Alle ava stukken voor 23 april vindt u via deze link . Ook het voorstel voor de Remuneration Policy 2025 staat erbij.
Het beloningsbeleid voor bestuurders van beursgenoteerde bedrijven bestaat, behalve uit een basissalaris, ook uit een jaarbonus (korte termijn) en een variabele beloning voor de lange termijn. Beide onderdelen zijn afhankelijk van het behalen van door commissarissen vastgestelde doelstellingen. Die kunnen betrekking hebben op omzetgroei, kasstroom, aandeelhoudersrendement of zachtere targets (denk aan doelstellingen ten aanzien van duurzaamheid).
Bij de voorstellen van ASML is sprake van een hogere maximale uitkering voor zowel de korte termijn als voor de lange termijn. Kort gezegd, kon ceo Fouquet in het oude beleid 5,8 keer zijn basissalaris verdienen aan bonussen. Onder het nieuwe beleid is dit 9,3 keer. Op zichzelf al een enorm vliegwiel.
Maar daar komt bij dat ASML in de voorstellen een nieuw begrip introduceert: de Business Critical Situation. En als er -naar het oordeel van de rvc- sprake is van zo’n Business Critical Situation (BCS) kan de beloning zelfs oplopen tot 11,3 keer het basissalaris. Vooral de kortetermijnbonus wordt opgeschroefd tot verhoudingen die zeldzaam zijn voor Nederlandse beursgenoteerde bedrijven. Met uitzondering dan van enkele in Amsterdam genoteerde buitenlandse bedrijven als Exor en UMG.
Beloning ASML-top fors omhoog: door unieke clausule kan topman Fouquet bijna twee keer zoveel gaan verdienen
Bron: nieuw beloningsbeleid ASML. Bedragen in miljoenen euro’s. Staven geven de maximaal te behalen bonussen weer. Blauwe staven: oude situatie, oranje staven: voorstel 2025. LTI: langetermijnbonus
Het is onduidelijk in welk geval en voor wie er sprake is van zo’n BCS (lees: hogere beloningen). De omschrijving van ASML is vaag en niet uitputtend. De toelichting spreekt over omstandigheden waarin beloning een “materieel bedrijfsrisico wordt en een barrière is om cruciaal talent aan te trekken.”

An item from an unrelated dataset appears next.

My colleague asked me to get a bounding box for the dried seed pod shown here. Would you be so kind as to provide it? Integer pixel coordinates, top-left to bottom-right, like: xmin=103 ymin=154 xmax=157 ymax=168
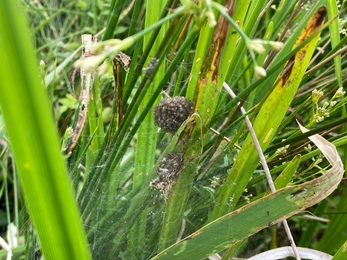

Daarbij gaat het volgens ASML om:
- het aantrekken van mensen in niet-EU locaties
- het aantrekken van mensen afkomstig van een niet-EU bedrijf
- het accommoderen van unieke LTI-structuren
- bestuurders die via acquisities bij ASML komen
- retentie-instrument bij een concurrerend aanbod.
De meeste factoren lijken dus voornamelijk gericht op het aantrekken van nieuwe bestuurders. Maar in het laatste geval (retentie) kan er ook sprake zijn van het binnenhouden van de huidige bestuurders als zij door andere bedrijven worden gelokt met exorbitante bedragen.
ASML presenteert dit als een noodzakelijke reparatie. Het huidige beleid loopt volgens het bedrijf achter bij dat van concurrenten en andere peers die “net als ASML in dynamische en uiteenlopende markten opereren.”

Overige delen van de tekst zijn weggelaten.